I’ve heard some people endorse Thinking, Fast and Slow. I’ve heard other people say it is overrated and much of the research cited has not been replicated.

Much of Professor Kahneman’s work is grounded in the notion — which he did not originate but organized and advanced — that the mind operates in two modes: fast and intuitive (mental activities that we’re more or less born with, called System One), or slow and analytical, a more complex mode involving experience and requiring effort (System Two).
Others have personified these mental modes as Econs (rational, analytical people) and Humans (emotional, impulsive and prone to exhibit unconscious mental biases and an unwise reliance on dubious rules of thumb). Professor Kahneman and Professor Tversky used the word “heuristics” to describe these rules of thumb. One is the “halo effect,” where in observing a positive attribute of another person one perceives other strengths that aren’t really there.

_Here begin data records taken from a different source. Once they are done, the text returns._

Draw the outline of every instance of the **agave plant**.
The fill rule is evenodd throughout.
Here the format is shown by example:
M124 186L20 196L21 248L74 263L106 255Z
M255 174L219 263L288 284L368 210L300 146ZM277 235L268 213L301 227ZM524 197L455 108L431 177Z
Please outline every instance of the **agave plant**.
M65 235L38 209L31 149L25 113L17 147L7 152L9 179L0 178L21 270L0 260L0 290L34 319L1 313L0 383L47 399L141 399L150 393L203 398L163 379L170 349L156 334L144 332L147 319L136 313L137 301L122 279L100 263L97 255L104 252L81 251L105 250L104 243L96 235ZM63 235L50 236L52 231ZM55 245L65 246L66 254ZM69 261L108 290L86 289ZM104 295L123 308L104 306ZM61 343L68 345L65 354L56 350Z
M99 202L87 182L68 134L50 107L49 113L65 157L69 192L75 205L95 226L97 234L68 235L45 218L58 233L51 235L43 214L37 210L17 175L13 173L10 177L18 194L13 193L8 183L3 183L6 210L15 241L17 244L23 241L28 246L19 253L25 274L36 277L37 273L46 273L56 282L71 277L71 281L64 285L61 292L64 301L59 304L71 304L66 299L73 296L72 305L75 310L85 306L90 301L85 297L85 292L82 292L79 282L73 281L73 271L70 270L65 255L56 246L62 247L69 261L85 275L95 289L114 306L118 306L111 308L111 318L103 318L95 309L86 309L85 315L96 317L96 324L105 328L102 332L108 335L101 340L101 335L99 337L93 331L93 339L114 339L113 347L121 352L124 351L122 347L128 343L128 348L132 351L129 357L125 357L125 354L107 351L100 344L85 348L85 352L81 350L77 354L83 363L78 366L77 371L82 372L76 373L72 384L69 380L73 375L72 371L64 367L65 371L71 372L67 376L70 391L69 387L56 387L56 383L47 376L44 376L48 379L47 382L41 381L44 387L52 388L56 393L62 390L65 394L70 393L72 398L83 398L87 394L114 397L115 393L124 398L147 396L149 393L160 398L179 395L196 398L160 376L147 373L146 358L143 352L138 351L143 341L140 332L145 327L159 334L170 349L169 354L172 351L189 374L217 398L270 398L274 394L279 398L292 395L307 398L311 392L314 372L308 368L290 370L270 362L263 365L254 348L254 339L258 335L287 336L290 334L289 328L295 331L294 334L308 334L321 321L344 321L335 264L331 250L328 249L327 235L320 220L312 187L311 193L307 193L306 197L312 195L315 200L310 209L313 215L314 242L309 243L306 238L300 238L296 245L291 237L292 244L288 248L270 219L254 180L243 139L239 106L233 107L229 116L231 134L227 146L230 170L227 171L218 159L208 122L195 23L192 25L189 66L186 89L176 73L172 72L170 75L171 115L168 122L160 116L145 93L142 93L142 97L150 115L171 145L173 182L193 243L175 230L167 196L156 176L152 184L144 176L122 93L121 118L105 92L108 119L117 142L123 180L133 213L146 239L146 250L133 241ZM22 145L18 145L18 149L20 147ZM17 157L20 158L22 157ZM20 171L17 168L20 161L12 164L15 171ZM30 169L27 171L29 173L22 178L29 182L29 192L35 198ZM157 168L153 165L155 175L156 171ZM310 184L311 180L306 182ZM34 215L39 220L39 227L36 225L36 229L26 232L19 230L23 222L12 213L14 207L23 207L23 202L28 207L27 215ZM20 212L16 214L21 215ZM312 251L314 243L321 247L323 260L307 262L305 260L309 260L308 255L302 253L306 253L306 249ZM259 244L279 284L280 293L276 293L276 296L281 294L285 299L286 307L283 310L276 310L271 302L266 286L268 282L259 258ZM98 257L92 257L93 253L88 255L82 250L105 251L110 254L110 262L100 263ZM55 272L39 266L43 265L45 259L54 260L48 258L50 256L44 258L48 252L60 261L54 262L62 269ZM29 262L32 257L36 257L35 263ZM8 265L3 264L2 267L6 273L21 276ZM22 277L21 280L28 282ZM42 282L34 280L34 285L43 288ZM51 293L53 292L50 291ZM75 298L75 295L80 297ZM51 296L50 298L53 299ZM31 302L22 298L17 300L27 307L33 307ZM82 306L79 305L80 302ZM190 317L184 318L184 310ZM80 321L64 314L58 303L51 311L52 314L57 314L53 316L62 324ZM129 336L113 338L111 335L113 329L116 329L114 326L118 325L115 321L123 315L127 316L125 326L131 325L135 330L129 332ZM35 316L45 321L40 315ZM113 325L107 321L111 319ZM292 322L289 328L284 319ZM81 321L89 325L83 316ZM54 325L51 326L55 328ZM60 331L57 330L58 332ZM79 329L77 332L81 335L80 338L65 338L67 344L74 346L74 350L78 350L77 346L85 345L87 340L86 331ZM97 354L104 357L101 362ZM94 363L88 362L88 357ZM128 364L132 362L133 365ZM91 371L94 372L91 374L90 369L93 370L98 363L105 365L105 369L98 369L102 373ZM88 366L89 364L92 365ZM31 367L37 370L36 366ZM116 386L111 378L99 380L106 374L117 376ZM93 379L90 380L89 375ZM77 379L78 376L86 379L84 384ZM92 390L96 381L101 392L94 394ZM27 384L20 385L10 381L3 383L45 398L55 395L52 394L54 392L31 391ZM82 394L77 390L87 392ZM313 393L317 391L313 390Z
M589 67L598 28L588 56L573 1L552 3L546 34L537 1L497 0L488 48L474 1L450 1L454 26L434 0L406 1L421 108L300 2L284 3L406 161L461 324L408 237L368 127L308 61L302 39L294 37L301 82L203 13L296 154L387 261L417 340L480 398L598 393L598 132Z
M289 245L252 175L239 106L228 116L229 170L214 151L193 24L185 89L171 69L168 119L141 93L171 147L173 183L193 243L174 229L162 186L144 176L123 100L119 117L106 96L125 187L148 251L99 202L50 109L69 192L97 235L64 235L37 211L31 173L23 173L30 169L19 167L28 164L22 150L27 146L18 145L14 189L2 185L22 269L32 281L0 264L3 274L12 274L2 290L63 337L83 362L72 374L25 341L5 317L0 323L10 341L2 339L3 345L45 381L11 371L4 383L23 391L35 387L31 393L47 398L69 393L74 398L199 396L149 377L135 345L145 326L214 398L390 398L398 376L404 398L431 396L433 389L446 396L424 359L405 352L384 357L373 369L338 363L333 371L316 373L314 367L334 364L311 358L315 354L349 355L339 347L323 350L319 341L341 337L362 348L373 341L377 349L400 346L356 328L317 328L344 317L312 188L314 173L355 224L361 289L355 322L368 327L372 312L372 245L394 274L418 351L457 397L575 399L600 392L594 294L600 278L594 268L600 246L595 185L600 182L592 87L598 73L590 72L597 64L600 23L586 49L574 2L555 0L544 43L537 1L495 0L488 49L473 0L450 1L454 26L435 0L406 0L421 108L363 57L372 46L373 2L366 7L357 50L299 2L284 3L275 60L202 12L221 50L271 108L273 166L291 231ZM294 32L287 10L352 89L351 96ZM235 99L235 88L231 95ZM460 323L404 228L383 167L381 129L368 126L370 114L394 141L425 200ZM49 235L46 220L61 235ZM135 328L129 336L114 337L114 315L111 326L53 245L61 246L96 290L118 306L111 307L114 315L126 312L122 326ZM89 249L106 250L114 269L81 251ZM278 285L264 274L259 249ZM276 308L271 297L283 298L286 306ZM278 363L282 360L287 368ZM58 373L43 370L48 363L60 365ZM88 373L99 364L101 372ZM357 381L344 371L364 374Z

Ron Harper, actor. Other credits include “FBI: The Unheard Music Untold Stories”, “Dragnet” (the 1989-1991 version), “87th Precinct” (he played “Bert Kling”), and “Walker, Texas Ranger” (the Chuck Norris one).

Richard Serra, sculptor.

Mr. Serra enjoyed both great notoriety and great fame over the course of his long career, with notoriety coming first. In 1971, a rigger was crushed to death when one plate of a piece being installed at the Walker Art Center in Minneapolis accidentally came loose. Many people in the art world — artists, curators, critics, museum directors — urged Mr. Serra to stop making sculpture, even though an investigation revealed that the crane operator had not properly followed the rigging instructions.
Mr. Serra’s early public pieces sometimes met with opposition, most famously “Tilted Arc,” commissioned by the General Services Administration and completed in 1981. The work — a gently curving, slightly leaning wall of rusting steel 12 feet high and 120 feet long — was installed in a plaza in front of a federal office building in Lower Manhattan. Some people who worked there regarded it as an eyesore and a danger and petitioned to have it removed. A hearing was held to consider arguments pro and con, after which the G.S.A. decided in favor of removal.
Dismayed and infuriated, Mr. Serra sued the government to keep the work in place, vowing that he would leave the country if it were dismantled. He lost his suit, and “Tilted Arc” was taken down in March 1989. But he continued to be based in New York.

Peter G. Angelos, former owner of the Baltimore Orioles. (He and his family made a deal to sell the team earlier this year, but it hasn’t been approved by MLB yet.)